Yesterday I wrote an article about Allstate’s failure to provide documents required by a subpoena from the Florida Office of Insurance Regulation. Some of those important documents are the same claim handling documents that members of the Alaska Personal Injury Law Group are trying to get from Allstate in a class action for bad faith and fraud against Alaska insureds.
The documents we are seeking have to do with special programs Allstate implemented in 1995. There have been assertions in bad faith cases across the country that these programs systematically underpay compensation Allstate owes to its own insureds under their Allstate policies.
As noted in my article yesterday, the Florida Commissioner of Insurance suspended what was supposed to have been a two day hearing after only a half day, so he could consider what sanction to impose on Allstate to make them produce the documents.

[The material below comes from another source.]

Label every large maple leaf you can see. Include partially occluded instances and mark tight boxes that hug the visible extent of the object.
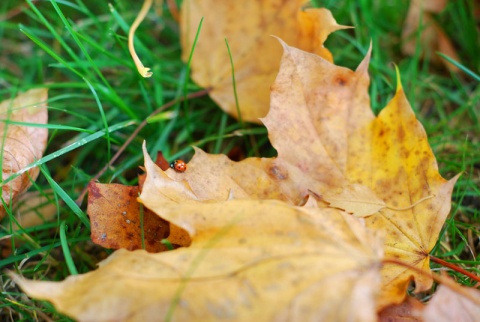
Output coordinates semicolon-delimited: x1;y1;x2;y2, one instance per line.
16;184;382;321
13;24;456;320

Since a court in Missouri was already fining Allstate $25,000 a day for refusing to produce documents, he concluded a fine would have no effect on Allstate. So he suspended the authority of three Allstate companies to write new insurance in Florida. The companies were Allstate Insurance Company, Allstate Indemnity Company, and Allstate Property and Casualty Company. He later issued a Final Order that expanded the list to include all ten Allstate companies that had been served with the subpoena.
It will be very interesting to see how this plays out. How far will Allstate go to keep these important documents from the public eye? If they do not show an underpayment scheme, why is Allstate taking such risks to hide them from regulators and the public?